Anasayfa > Haberler > İnceleme: Judas and Black Messiah

İnceleme: Judas and Black Messiah

Film İnceleme 3 yıl önce İnceleme: Judas and Black Messiah

Kısa bir süre önce yayınlanan Judah and the Black Messiah filmi, Shaka king'in senaristliğini ve yönetmenliğini üstlendiği, otobiyografi/dram türlerini içeren, gerçek olaylardan esinlenerek çekilmiş bir filmdir.

Film zevkinizin etkilenmemesi için öncelikle sporilersız sonra da spoiler içeren incelememizi yapacağız.

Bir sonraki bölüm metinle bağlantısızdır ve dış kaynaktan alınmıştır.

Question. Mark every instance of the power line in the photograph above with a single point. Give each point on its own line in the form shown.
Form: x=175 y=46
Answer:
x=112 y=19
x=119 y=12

Judah and the Black Messiah filminin konusu; 1960'lı yıllarda Amerika başta olmak üzere tüm dünyada yapılan ırkçılığa karşı direnen ve çeşitli eylemler ile eşitliği amaçlayan bir parti olan "Kara Panter" partisinin başında gelen önemli isimlerinden biri olan Fred Hampton'ın hayatını ve başından geçen olayların yanı sıra, o dönemlerde siyahi insanlara ve onların örgütlerine karşı büyük bir nefret besleyen  FBI tarafından, yakalanarak köstebek olarak görevlendirilmiş ve Kara Panter partisinin içine yollanmış olan William O'neal'ın kaldığı ikilemler ve başına gelen olayları konu alarak beyaz perdeye yansıtan bir filmdir.

Bildiğiniz üzere film şuan bile politik önem taşıyan bir konuyu ele almakta ve tarihî olayları yansıtmaya çalışmaktadır. Filmin bu olaylara ne kadar objektif yaklaştığı ve dürüst kaldığı ayrı bir tartışma konusu olup, incelememize etki etmemektedir.


Film amaçladığı şeyi başaran, yaşanan olayları insanlara düzgün bir şekilde aktararak bilgilendiren bir filmdir. Fakat burada ki asıl konu, bunu nasıl yaptığıdır. Filmin temposu oldukça düşük seviyelerde, ancak filmin türü ve işlendiği konu hakkında biraz bilginiz varsa bu durumun aslında can sıkıcı bir sorun olmadığını düşünmeniz gayet doğal. Fakat filmin kendi türdeşleri ve yine hemen hemen aynı konulara değinen; "The Butler, Malcolm X, 12 Years a Slave" gibi filmlerin tempoları ve anlatım şekilleri ile kıyaslandığında, Judah and the Black Messiah filminin temposunun oldukça düşük ve yavaş olduğunu söyleyebiliriz. Yine aynı şekilde bazı diyalogların kaliteli ve güzel olduğunu fakat çoğu diyaloğun ortalama ve ya ortalama altı kaldığını söyleyebiliriz.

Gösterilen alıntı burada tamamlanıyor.